Katie Ragsdale, Instructional Designer
Drake, Professor of Psychology, tasks students with communicating something about the learning objectives for the class and receives an eclectic assortment of submissions. One student created a narrated Google slide deck, another sketched it out, some created infographics, and others wrote poetry.
“I love seeing what they turn in and their creativity,” Drake said. “I make sure that they understand that it’s not about how artistic they are and how skilled they are. It’s about the process and learning as you make the choices and decisions.”
It’s a similar process for Drake in implementing these facets into her online courses. She may think of an idea and rely on the instructional designers to bring it to fruition.
“I don’t always know how to do something; I know what I want to do but may not know how to do it,” she explained. “I can come to the instructional designers and say how is this possible?” Will the technology let me do that? And how to effectively implement what you want in a way that will be engaging is a really helpful thing.”
Professor of English Carol Martinson said she wanted to bring her literature course to the 21st century.

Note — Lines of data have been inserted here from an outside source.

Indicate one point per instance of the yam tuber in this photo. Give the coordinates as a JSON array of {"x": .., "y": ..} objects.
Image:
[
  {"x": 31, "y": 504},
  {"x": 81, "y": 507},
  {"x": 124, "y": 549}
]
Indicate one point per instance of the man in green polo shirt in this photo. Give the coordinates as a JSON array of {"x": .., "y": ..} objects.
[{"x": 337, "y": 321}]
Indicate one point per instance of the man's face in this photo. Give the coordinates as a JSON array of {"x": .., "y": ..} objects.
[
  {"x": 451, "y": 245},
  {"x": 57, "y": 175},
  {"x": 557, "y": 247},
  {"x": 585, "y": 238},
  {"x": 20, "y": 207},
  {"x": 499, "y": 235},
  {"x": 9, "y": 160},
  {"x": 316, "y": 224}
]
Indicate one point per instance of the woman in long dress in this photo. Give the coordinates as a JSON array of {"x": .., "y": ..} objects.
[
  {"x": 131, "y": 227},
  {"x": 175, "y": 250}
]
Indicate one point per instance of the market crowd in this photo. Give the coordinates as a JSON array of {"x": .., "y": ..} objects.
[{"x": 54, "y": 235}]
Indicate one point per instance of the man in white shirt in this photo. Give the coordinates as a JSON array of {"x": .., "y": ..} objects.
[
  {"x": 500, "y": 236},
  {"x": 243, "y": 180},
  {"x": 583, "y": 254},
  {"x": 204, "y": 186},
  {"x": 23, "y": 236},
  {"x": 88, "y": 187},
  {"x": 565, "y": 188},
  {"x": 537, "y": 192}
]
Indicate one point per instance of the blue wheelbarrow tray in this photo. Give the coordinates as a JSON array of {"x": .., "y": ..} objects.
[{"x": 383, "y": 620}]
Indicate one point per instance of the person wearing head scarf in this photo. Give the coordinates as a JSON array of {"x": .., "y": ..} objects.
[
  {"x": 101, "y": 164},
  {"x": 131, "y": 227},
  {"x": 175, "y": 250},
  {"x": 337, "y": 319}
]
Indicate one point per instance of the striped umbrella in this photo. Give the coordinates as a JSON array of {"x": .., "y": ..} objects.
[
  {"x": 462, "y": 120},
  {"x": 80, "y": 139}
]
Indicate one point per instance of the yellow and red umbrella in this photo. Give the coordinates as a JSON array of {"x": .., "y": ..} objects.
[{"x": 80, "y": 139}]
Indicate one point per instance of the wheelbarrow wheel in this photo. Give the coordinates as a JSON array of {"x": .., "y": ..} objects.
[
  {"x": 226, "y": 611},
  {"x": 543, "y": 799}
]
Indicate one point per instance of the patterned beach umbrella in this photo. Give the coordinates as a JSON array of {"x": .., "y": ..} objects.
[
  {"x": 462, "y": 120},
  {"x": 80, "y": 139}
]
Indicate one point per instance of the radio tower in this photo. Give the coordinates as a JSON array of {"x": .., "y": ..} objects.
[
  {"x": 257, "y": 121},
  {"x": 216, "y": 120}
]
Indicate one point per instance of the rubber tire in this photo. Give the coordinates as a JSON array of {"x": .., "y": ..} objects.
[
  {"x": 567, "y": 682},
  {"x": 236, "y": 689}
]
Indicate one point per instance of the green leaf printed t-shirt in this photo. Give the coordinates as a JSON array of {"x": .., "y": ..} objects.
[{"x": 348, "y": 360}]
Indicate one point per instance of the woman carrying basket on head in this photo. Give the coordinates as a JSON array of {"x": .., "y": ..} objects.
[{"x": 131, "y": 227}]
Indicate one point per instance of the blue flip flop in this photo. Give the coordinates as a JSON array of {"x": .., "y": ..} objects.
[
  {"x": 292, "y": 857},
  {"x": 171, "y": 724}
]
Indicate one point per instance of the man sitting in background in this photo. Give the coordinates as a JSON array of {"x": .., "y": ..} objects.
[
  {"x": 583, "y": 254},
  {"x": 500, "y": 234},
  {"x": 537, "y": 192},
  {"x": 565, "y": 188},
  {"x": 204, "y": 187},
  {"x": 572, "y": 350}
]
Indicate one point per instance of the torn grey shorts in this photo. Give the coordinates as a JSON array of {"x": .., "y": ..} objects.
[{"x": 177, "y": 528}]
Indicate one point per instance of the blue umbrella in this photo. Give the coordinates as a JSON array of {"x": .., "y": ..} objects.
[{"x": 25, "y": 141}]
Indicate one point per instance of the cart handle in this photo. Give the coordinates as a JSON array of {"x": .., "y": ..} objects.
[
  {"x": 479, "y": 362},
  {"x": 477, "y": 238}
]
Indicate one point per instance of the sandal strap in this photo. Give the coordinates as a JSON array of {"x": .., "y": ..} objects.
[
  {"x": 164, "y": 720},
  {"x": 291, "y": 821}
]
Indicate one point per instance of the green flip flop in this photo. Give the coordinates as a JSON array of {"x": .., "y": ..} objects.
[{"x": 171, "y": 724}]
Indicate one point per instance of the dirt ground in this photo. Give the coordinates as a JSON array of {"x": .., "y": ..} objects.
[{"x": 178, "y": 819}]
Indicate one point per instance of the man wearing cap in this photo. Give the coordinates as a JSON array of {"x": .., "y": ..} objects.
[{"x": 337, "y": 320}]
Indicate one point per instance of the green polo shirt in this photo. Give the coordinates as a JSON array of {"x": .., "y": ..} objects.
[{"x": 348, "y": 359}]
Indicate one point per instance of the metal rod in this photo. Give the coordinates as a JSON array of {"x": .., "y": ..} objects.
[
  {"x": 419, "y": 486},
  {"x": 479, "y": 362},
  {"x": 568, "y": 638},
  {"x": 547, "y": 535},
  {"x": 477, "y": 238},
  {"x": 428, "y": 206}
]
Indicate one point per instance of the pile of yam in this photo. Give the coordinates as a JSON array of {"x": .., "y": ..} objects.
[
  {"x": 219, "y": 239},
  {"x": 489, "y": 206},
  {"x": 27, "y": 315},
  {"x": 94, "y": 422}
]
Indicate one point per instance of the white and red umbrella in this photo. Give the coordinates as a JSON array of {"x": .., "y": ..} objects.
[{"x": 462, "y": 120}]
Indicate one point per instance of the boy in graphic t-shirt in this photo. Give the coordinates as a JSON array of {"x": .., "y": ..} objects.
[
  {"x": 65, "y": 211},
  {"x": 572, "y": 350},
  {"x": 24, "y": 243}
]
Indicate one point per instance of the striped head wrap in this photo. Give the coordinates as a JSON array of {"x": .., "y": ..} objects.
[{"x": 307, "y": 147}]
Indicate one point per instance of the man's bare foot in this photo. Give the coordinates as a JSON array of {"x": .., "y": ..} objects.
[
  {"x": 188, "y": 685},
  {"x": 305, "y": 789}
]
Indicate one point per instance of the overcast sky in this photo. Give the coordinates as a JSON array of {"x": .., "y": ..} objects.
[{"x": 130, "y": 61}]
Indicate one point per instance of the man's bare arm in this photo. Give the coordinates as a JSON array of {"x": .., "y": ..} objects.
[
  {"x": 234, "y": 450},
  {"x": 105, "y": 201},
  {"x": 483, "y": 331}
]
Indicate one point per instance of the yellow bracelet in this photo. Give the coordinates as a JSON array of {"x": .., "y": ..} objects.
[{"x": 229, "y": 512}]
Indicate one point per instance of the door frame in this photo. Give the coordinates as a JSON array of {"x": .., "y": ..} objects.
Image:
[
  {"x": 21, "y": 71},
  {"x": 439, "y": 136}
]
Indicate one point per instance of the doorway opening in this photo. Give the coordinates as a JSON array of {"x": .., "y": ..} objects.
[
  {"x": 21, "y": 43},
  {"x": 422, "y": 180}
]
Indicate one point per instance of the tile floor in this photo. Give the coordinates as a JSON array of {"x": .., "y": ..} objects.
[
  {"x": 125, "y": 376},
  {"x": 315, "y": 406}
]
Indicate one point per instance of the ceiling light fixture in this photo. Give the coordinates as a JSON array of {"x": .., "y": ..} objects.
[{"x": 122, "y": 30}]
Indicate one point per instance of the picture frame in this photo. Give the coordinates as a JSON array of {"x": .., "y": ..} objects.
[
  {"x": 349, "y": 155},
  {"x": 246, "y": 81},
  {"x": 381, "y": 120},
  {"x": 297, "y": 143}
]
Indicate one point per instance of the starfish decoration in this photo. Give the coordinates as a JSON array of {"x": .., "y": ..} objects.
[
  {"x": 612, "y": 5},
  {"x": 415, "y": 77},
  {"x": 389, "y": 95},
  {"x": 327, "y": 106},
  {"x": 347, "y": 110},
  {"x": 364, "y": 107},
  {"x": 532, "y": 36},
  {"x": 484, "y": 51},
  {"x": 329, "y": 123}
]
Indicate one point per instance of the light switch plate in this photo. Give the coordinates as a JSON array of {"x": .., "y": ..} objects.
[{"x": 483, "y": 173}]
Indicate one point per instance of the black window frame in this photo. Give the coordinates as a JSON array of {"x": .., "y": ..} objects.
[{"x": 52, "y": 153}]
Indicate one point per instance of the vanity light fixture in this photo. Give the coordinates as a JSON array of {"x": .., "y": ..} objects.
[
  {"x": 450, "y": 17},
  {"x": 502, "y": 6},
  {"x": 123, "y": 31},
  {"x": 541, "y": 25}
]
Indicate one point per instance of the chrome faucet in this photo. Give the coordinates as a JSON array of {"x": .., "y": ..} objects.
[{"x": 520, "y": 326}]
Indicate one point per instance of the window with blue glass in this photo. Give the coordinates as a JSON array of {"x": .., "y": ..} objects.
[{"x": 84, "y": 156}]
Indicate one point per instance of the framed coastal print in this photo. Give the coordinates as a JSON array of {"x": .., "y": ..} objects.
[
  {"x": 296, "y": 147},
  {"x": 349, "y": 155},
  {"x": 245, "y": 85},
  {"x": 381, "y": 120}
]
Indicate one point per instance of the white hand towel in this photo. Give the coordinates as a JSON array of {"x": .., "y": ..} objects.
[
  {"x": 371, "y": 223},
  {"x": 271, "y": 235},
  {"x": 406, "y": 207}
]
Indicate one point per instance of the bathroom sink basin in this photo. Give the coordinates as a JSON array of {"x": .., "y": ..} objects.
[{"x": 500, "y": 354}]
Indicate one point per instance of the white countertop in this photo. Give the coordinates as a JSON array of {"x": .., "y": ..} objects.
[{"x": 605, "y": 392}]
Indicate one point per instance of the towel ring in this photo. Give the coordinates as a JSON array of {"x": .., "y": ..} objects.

“Research papers are great. There’s a reason we write research papers,” Martinson said. “But I got with the instructional designer… we wanted to appeal to different learning styles. In addition to writing their literary argument on a play… now students can take the play and make a rap out of it, they can act it out, they can make a playbill, they can write a newspaper article about how this play is related to a current event.”
“It has been a great experience because some of the students who may not have thrived in writing another paper, thrived when doing this project,” she added, “and they are pretty phenomenal – I’m very proud of them.”
“We know from our studies in our field that if you can create connections with students, they will thrive,” Okwali said. “Ultimately, it is about our students – that is our mission at Polk State College.”
In addition to easy-to-navigate online classes and engaging course content, faculty and staff remain accessible to the students, whether it is through the basics such as phone calls and email, or through tools such as video conferencing and discussion boards within the College’s Learning management system Canvas, where the classes are housed.
We know from our studies in our field that if you can create connections with students, they will thrive. Ultimately, it is about our students – that is our mission at Polk State College.”
Carleigh Okwali, Instructional Designer
In Martinson’s First-Year Seminar course, which teaches college readiness for first-time-in-college students, she spends 30 minutes one-on-one with each student at the onset of the course in Big Blue Button through Canvas.
“When you get with a student one-on-one over video, you can understand their situation and get to know them,” she said. “They feel much more comfortable with me after that.”
Siler also utilizes Big Blue Button and emphasized meeting with students at their comfort levels.
“My students don’t always opt to turn their video on. I always turn my video on,” she explained. “They can reveal as much or as little of themselves as they want to and that’s just incredible. They don’t have to leave their house or wherever they are – they can be comfortable where they are.”
Moyer echoed this sentiment.
“I give students multiple ways to access me – I give them my cell phone number, I give them my Zoom office, I give them my office number, and create a flexible way for them to communicate with me,” he said. If they want to text me questions, that’s OK. If they want to meet with me face-to-face, they can do that. It has really helped students embrace me as their instructor in the online environment because that is one of the biggest challenges you have is bridging that gap and being able to connect with your students.”
“It’s my goal to keep Polk State competitive and relevant in the online environment,” Moyer added. “It is important that we embrace this modality and look at how we can expand it across all modalities to have them be an engaging experience.”